Having a proven track record already, we can only suspect that the results with the new camera hardware are going to be impressive, but we’ll save our reservations until we can actually snap our own, real-world shots with the smartphone. Then again, it’s tough for us to not believe that, as both the Samsung Galaxy S5 and Galaxy Note 4 before it have constantly done well in our various camera comparison tests.
Although it’s not something necessarily new, especially with Sammy’s line of smartphones, the camera lens of the phone is more pronounced than ever before. If you thought that the lens stuck out a lot with last year’s Galaxy S5, you’ll be shocked to find out that it protrudes outwards even more with the Galaxy S6 edge.
In the very short time of checking out the Samsung Galaxy S6 edge, we’re blown away by how drastically different it is from all the other smartphones Samsung has manufactured thus far. The Galaxy S6 edge is a darling in the space with its unique dual edge screen, one that positively affects the aesthetics of the phone more than its functionality. In the same manner, Samsung doesn’t skimp out on the specs of the phone either, since it’s one beast of a thing that won’t disappoint.

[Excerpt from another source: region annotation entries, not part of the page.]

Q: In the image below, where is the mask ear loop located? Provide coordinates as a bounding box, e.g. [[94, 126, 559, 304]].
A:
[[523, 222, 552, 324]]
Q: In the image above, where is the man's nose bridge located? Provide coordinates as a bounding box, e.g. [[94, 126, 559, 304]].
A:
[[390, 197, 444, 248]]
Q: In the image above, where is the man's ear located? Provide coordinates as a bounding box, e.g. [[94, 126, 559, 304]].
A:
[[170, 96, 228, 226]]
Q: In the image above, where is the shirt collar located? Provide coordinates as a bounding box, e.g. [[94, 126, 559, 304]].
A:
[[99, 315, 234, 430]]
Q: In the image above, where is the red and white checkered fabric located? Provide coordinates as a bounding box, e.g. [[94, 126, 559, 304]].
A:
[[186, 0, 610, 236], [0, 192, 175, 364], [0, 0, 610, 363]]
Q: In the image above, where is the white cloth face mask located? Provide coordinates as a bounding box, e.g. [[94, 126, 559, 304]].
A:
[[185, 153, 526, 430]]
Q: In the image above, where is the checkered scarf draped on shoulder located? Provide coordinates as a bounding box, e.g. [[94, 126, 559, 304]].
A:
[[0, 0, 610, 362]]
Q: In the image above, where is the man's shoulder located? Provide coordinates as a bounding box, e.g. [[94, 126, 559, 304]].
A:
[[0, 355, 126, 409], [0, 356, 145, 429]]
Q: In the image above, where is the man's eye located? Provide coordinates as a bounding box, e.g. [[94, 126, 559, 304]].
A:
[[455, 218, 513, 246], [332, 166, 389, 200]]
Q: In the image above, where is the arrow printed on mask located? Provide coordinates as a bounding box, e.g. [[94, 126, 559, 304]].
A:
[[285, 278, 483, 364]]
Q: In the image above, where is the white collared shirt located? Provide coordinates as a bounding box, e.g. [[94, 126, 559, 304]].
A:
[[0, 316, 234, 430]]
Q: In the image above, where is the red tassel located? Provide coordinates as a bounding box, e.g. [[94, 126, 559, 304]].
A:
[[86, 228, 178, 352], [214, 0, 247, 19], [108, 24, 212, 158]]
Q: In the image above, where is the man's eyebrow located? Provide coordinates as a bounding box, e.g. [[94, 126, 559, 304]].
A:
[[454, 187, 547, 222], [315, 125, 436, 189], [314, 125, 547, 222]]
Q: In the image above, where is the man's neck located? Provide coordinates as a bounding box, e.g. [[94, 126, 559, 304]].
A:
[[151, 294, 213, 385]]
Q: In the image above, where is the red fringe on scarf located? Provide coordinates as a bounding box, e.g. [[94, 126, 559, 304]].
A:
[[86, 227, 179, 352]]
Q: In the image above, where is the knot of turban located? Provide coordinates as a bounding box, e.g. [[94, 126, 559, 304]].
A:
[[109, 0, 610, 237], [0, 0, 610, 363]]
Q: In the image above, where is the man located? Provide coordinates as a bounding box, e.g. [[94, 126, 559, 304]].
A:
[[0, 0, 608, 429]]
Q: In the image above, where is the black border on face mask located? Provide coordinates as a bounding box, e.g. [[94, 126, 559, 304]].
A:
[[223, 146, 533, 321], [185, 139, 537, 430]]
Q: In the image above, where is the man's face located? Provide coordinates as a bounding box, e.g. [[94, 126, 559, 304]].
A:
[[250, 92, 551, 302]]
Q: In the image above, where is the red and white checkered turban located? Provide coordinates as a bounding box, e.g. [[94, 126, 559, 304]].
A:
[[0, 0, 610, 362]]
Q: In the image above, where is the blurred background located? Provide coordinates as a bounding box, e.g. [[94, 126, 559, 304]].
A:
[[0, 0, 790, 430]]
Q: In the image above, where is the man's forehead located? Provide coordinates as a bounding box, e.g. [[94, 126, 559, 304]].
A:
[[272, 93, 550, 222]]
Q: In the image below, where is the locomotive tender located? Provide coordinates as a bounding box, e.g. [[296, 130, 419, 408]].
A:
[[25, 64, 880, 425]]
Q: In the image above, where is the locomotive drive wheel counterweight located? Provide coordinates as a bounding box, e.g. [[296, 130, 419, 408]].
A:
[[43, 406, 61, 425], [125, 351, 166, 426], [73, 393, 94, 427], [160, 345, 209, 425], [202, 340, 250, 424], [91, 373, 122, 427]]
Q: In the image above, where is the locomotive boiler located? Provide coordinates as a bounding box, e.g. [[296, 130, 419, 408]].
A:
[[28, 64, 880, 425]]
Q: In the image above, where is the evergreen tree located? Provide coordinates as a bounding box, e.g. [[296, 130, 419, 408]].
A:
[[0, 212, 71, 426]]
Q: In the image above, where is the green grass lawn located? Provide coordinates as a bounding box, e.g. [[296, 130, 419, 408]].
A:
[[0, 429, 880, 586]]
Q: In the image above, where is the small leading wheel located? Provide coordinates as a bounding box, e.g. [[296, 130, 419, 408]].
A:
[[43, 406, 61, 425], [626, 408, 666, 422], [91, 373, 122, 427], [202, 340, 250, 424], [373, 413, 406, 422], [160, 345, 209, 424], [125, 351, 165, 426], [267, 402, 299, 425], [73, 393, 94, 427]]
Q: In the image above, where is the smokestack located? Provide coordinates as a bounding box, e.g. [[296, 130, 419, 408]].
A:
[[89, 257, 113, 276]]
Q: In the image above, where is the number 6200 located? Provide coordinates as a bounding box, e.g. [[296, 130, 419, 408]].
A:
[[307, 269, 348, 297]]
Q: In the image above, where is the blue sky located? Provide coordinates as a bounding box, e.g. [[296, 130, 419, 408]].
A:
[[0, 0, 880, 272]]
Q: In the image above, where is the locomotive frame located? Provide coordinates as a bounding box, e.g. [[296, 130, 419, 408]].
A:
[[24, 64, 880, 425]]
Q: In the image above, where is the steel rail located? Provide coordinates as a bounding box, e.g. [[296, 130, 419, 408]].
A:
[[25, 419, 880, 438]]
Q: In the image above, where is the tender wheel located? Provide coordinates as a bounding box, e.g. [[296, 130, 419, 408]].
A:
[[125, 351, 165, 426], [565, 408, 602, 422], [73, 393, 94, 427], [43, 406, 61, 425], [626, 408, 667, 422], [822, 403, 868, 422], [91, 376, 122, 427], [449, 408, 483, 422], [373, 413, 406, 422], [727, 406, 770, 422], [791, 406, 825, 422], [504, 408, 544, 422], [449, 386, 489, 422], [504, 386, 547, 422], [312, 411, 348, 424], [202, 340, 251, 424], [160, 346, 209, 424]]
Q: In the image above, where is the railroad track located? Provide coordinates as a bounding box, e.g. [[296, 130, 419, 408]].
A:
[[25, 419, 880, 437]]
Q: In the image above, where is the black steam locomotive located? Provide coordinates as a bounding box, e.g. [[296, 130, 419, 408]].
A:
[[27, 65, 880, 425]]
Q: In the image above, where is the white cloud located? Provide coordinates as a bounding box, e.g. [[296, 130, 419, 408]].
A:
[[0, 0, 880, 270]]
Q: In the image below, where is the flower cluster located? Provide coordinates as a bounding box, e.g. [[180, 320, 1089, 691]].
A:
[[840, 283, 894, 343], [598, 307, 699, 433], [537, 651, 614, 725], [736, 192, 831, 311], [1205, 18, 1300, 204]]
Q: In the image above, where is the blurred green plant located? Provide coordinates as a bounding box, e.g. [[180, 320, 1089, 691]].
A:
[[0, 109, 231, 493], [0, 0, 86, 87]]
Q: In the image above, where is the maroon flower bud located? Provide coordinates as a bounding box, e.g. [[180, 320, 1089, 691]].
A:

Even though they’ve toned down the software features of TouchWiz, it still lays claim to an abundant set of hardware features – like its IR blaster, finger print sensor, and heart rate sensor. Ultimately, though, it’s the stark change to the phone’s design that makes it so impressive and surprising at the same time. In terms of pricing and availability, Samsung only mentions a global roll out beginning April 10th – where it’ll be offered in white pearl, black sapphire, gold platinum, and green emerald paint jobs. We're just hoping that its price point isn't going to be obnoxiously high!
Indeed, we’re still early in the year, but Samsung isn’t afraid to take the lead and set the bar high for everyone else.